Века решат эту проблему русского философа, века и скрепят ее. Я счастлив, что слышал ее от самого Толстого, счастлив, что мир Ясной Поляны коснулся моей души, счастлив, что часть драгоценной мысли мне суждено перенести оттуда, как талисман из страны интеллигентного паломничества…

Комментарии

Юр. Беляев. У гр. Л. Н. Толстого. — Новое время, 1906, 16 июня, No 10867.
Об авторе см. ком. к интервью 1903 года.
Ю. Д. Беляев вторично был в Ясной Поляне 5-6 июня 1906 г. Толстой отметил в дневнике 6 июня 1906 г.: ‘Был корреспондент, и я кое-что и о Генри Джордже написал и ему сказал о Думе и репрессиях’ (т. 55, с. 230).
Д. П. Маковицкий в тот же день записал: ‘После обеда Л. Н. на балконе с Ю. Д. Беляевым. Около полутора часов разговаривали. Потом гуляли. Л. Н. дал ему записку с переводом из сиднейского ‘Standart’ о системе Генри Джорджа. Когда Беляев уехал, говорили о нем, удивлялись, что ему только 27 лет’ (Яснополянские записки, кн. 2, с. 155-156).
Беляев прислал Толстому гранки проведенного с ним интервью, и 12-13 июня 1906 г. Толстой занимался исправлением корректур. В письме Беляеву от 12 июня 1906 г., похвалив его статью. Толстой замечал: ‘Извините, что я позволил себе некоторые изменения и исключения, и так же, как вы мне, даю вам carte blanche изменять и восстановить исключенное’ (т. 76, с. 160). В записной книжке Толстой отметил, что, перечитав интервью, решил ‘исключить личное’ (т. 55, с. 356), убрать упоминание фамилий деятелей Государственной думы А. Ф. Аладьина, С. А. Муромцева, М. М. Ковалевского.

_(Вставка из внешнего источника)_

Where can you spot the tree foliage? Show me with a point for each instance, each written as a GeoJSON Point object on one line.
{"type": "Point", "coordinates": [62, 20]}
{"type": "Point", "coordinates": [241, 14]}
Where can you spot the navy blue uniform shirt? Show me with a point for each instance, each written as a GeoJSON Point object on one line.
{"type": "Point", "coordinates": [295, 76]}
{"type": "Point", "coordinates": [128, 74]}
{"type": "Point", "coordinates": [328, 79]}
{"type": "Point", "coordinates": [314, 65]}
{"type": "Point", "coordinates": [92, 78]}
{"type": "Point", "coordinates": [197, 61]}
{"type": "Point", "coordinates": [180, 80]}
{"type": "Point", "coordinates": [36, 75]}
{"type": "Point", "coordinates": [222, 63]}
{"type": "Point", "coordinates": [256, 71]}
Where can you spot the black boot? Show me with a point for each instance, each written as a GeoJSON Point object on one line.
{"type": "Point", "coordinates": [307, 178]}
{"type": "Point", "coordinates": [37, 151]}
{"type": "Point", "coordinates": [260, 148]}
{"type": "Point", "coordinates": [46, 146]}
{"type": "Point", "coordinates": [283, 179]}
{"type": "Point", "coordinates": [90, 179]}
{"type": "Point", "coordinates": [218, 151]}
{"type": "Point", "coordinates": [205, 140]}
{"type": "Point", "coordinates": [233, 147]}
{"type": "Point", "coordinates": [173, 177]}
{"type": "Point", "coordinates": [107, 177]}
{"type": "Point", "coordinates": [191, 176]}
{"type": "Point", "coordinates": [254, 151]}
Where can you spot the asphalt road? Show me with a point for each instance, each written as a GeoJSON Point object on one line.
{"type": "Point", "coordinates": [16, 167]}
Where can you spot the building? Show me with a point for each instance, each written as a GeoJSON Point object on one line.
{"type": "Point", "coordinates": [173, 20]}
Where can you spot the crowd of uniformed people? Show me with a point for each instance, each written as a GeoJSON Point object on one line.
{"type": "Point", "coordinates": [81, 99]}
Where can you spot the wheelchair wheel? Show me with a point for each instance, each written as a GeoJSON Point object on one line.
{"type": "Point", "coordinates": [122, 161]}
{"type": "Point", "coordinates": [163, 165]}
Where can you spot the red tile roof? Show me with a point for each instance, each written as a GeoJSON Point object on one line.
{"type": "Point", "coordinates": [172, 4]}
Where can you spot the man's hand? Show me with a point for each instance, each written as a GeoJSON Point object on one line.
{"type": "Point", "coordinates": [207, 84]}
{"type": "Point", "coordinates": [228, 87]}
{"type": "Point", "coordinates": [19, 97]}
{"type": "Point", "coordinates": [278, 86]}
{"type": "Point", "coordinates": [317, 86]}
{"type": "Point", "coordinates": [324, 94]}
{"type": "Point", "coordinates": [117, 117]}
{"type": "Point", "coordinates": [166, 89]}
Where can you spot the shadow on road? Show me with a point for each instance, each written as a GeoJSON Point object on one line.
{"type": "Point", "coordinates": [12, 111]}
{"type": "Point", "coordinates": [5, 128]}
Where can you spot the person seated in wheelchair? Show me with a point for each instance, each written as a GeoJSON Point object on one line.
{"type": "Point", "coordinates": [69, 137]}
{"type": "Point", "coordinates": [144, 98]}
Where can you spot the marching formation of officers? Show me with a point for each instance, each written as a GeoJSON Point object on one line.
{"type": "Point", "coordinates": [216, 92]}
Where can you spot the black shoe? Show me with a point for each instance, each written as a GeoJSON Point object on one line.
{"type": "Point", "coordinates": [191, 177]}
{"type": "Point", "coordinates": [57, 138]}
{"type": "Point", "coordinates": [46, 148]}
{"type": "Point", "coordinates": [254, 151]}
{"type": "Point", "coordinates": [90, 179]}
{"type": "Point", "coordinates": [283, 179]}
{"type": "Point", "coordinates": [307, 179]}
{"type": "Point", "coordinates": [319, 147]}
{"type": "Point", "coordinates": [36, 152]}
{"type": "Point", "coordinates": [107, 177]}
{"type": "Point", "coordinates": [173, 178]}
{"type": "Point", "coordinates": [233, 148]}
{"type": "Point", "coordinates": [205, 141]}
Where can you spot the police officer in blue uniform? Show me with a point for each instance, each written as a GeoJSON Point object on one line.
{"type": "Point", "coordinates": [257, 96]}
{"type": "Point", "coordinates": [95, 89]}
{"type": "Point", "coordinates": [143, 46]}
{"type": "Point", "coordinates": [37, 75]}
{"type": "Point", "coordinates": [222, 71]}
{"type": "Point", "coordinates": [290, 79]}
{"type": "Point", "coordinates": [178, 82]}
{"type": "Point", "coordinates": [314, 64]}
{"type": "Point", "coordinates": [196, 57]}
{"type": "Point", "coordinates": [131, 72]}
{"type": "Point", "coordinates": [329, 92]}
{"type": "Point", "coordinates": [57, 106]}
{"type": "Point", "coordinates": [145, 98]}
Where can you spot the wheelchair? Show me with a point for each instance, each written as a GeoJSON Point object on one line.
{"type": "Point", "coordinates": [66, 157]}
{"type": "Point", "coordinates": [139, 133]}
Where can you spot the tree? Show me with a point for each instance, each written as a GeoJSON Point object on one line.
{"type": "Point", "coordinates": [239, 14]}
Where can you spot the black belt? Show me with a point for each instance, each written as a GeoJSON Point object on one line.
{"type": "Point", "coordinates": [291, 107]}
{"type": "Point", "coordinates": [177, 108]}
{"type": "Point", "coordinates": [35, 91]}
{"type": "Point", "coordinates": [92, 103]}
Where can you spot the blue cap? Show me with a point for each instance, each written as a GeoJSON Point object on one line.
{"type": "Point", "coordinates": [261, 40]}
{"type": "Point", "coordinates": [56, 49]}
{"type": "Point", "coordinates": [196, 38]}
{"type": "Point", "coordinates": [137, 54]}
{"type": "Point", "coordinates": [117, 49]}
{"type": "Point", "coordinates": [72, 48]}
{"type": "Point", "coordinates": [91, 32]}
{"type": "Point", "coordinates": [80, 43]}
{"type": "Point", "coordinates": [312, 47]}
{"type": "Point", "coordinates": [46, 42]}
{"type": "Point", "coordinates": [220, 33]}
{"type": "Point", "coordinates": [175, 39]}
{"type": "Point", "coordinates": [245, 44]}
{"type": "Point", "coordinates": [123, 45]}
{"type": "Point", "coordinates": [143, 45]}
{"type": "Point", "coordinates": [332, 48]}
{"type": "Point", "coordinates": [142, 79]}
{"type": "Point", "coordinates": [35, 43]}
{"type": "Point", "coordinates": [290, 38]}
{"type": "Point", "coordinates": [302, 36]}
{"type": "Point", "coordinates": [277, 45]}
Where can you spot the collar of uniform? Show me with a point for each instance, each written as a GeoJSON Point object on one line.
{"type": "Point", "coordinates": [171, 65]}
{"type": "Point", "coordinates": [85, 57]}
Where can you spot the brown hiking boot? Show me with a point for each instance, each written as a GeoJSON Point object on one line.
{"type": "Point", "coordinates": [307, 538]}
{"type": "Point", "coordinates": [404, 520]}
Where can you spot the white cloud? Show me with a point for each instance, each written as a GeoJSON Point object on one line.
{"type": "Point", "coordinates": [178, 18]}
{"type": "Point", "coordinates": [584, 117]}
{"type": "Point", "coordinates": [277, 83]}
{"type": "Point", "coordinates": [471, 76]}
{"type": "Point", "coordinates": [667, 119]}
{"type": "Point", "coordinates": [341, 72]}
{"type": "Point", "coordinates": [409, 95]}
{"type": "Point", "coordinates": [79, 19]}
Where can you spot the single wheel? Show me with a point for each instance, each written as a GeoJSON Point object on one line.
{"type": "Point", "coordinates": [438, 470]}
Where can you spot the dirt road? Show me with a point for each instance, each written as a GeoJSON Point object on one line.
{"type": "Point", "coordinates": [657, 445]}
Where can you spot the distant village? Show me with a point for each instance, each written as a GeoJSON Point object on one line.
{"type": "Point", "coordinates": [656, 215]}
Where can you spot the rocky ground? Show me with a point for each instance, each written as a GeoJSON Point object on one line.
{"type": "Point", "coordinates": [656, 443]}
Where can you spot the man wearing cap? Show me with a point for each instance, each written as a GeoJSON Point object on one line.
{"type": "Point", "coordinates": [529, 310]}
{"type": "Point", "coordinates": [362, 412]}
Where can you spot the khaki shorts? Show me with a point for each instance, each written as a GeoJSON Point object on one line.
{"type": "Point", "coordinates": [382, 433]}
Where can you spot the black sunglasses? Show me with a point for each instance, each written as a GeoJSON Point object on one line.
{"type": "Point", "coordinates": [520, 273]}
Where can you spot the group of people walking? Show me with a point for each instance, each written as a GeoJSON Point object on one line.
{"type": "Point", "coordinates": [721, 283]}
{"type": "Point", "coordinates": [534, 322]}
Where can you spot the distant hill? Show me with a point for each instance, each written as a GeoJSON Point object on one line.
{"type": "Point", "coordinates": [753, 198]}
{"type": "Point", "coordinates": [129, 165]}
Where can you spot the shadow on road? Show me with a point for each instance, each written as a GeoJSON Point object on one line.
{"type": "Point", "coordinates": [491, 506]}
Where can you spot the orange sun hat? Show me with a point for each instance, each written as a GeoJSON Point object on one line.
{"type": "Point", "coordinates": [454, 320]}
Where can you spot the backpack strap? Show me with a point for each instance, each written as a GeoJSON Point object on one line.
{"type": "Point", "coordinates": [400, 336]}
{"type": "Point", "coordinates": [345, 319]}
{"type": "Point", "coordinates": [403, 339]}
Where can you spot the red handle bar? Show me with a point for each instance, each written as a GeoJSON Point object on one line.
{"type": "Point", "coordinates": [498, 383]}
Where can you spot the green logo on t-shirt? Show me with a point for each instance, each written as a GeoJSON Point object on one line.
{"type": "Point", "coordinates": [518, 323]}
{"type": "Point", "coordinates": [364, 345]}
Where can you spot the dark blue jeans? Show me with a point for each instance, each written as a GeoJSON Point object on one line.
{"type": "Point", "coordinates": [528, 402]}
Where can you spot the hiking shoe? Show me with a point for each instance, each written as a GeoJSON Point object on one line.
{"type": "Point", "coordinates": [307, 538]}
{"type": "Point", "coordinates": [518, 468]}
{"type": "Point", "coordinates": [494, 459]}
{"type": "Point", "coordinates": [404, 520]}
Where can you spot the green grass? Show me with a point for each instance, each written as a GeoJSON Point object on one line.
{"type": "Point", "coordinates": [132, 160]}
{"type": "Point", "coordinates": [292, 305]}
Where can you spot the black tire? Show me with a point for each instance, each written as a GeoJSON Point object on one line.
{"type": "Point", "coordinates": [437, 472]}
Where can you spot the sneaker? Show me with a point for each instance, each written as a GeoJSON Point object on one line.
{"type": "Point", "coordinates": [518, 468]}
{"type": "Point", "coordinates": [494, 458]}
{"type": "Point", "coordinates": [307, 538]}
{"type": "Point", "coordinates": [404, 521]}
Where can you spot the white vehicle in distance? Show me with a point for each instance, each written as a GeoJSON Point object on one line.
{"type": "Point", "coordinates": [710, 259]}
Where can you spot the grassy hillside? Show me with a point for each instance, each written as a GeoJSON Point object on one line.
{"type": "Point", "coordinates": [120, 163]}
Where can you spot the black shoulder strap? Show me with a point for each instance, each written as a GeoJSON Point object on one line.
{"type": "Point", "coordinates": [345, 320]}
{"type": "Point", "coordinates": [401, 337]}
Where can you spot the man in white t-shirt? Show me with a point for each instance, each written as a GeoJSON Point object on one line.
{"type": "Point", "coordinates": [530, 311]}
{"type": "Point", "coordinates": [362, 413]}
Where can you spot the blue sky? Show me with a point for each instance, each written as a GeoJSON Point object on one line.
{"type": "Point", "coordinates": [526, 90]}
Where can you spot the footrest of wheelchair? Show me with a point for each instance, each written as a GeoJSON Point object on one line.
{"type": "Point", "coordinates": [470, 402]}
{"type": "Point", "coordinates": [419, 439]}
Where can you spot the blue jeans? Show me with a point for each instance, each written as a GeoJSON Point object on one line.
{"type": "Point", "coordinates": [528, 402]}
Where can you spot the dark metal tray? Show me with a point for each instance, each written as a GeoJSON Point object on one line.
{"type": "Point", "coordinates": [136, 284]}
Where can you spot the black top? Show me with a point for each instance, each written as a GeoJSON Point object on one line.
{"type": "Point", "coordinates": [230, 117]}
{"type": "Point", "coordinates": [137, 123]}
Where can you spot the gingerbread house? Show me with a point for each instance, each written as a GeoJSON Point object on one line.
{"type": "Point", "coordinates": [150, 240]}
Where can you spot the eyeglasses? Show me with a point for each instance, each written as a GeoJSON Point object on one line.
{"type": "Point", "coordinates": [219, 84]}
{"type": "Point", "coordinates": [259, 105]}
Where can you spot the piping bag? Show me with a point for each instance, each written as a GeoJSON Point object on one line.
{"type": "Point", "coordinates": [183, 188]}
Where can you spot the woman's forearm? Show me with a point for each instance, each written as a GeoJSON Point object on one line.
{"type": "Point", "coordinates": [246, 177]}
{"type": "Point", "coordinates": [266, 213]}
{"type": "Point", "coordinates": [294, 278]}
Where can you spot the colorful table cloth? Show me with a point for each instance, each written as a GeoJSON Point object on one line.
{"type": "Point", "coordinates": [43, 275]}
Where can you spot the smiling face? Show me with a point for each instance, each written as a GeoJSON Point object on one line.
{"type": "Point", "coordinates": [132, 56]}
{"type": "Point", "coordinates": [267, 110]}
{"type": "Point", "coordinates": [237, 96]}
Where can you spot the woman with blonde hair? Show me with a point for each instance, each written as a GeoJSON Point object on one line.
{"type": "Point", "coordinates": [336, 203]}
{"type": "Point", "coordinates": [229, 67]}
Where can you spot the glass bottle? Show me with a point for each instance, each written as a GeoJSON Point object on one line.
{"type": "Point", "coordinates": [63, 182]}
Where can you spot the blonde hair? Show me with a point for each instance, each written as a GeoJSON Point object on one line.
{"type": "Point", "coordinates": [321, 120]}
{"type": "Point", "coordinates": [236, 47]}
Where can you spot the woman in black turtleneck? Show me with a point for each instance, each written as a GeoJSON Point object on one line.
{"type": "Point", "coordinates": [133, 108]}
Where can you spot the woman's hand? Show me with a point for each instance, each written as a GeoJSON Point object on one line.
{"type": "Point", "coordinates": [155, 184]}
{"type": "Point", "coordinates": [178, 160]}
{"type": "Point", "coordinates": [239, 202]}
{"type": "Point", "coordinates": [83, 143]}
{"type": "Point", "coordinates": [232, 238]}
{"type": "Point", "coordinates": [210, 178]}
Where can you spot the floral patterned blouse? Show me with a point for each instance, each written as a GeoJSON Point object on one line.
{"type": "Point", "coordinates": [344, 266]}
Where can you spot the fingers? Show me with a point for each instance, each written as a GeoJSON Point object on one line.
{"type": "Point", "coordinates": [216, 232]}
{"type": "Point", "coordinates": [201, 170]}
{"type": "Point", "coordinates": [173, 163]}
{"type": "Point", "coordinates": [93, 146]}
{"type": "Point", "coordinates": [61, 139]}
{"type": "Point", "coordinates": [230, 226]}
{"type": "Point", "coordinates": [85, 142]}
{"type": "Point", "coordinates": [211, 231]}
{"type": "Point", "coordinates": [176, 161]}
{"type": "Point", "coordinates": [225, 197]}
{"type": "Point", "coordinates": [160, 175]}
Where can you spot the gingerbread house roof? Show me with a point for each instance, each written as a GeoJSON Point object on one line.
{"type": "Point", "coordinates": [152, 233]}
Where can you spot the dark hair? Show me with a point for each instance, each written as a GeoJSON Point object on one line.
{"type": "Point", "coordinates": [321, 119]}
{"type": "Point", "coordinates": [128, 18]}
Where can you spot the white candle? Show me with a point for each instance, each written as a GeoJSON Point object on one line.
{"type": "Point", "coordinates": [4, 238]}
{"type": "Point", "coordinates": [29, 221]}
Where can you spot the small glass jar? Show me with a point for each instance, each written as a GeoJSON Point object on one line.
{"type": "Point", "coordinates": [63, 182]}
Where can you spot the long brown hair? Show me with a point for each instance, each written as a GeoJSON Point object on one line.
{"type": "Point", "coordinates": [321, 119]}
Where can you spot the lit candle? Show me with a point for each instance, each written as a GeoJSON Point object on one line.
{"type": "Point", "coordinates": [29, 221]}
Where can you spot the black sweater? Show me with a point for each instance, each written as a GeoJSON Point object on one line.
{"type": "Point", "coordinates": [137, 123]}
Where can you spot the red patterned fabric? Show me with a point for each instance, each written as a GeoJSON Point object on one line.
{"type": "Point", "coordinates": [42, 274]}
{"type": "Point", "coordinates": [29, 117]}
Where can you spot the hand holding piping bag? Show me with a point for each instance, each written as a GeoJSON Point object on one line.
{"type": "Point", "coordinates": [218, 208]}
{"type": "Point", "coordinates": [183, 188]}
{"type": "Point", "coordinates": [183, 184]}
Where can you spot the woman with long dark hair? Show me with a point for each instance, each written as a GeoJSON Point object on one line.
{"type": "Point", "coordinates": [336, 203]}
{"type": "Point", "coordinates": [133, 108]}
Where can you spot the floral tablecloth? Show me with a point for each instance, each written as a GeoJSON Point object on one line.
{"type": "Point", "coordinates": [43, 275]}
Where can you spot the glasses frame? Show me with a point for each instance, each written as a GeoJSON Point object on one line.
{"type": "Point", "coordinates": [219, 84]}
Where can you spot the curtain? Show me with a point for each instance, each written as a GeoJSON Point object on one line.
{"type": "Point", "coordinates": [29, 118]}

1* Дмитрий Федорович Трепов (1855-1906), московский обер-полицмейстер, а после 9 января 1905 г. — петербургский военный губернатор, известный своей жестокой репрессивной политикой.
2* I Государственная дума открылась 27 апреля 1906 г. и заседала до 8 июля 1906 г.
3* Псевдоним Г. Мюллера, приславшего Толстому свою брошюру ‘Wahrhelt und Jrritum der Materialistischen Weltanshauung’ (Berlin, 1906).
4* Герберт Спенсер (1820-1903), английский философ и социолог, один из родоначальников позитивизма. Толстой относился скептически к его теориям.
5* См. ‘Единственное возможное решение земельного вопроса’ (т. 36).
6* Стихотворение Ф. И. Тютчева (1866).